Things to Look For in an Auto Body Shop
Call it what you will; a car accident, a crash or a collision. No matter what you call it, it is definitely not a welcomed event. So when it happens, what should drivers take into consideration when looking for a shop to make the repairs?
An independent study conducted by research agency Hall & Partners for I-CAR showed drivers consider the following: Price, Familiarity & Service.
Not making the cut with consumers in this study was safety. However, when you dig a little deeper in the study, the findings showed that drivers do actually care about safety but they falsely assume all shops will produce safe repairs. Education is key for consumers to insure they’re making a sound decision in choosing the shop doing the repairs. Here are some tips to finding the right shop for you:
- Get a referral. The aforementioned study found that 66% of people found a shop by referral. That’s’ why review sites like GarageFly.com are important. They provide verified reviews from customers who have had a car repaired by the shops listed. With statistics showing people are only in a collision on average once every seven years, sites like GarageFly becomes an invaluable resource.

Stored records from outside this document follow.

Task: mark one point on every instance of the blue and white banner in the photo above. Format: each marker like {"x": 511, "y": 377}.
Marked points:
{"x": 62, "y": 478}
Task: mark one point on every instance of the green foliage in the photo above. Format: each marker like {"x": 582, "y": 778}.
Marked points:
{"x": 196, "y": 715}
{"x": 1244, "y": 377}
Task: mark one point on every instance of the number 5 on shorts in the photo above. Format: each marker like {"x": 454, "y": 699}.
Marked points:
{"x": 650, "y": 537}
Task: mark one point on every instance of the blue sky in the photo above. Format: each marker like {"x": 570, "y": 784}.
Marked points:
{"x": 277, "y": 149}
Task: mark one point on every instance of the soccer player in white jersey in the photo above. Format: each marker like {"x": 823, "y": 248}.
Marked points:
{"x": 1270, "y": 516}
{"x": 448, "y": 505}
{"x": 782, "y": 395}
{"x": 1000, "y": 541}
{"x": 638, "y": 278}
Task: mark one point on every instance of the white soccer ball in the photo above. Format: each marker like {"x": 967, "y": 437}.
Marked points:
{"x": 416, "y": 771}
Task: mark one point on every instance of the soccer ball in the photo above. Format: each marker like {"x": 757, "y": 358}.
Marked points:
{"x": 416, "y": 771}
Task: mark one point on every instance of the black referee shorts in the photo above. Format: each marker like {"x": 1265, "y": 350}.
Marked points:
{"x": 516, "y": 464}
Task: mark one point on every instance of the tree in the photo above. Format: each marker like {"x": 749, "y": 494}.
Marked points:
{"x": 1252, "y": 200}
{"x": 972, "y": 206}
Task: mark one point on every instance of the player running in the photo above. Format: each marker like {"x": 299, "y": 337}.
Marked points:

- Don’t be afraid to interview your shop. After you’ve found a shop, take the opportunity to ask questions and learn about the process. From the estimating process through the delivery of your repaired vehicle, it’s important to your peace of mind. You need to feel confident you’ve partnered with a shop who will repair your car well with safety in mind. Trained shops know industry standards.
- Ask your body shop expert if they are informed and trained in the latest improvements to newer vehicles. Repairs and improvements can potentially impact the cosmetic appearance and the safety of your repair. Body shop experts should be able to educate drivers about advanced technology, new materials and what it means for your car.
According to I-CAR, an automotive industry resource…“In 2015 alone, automakers will introduce an estimated 142 new or redesigned vehicle models. These vehicles carry a wave of innovative structural materials, many of which require specialized training and possibly special equipment to repair. Even on conventional cars and trucks, recommended repair procedures can change significantly from one model year to the next.”
The bottom line? Don’t assume all shops are equal. Educate yourself and ask questions that help you feel confident in the choice you’ve made.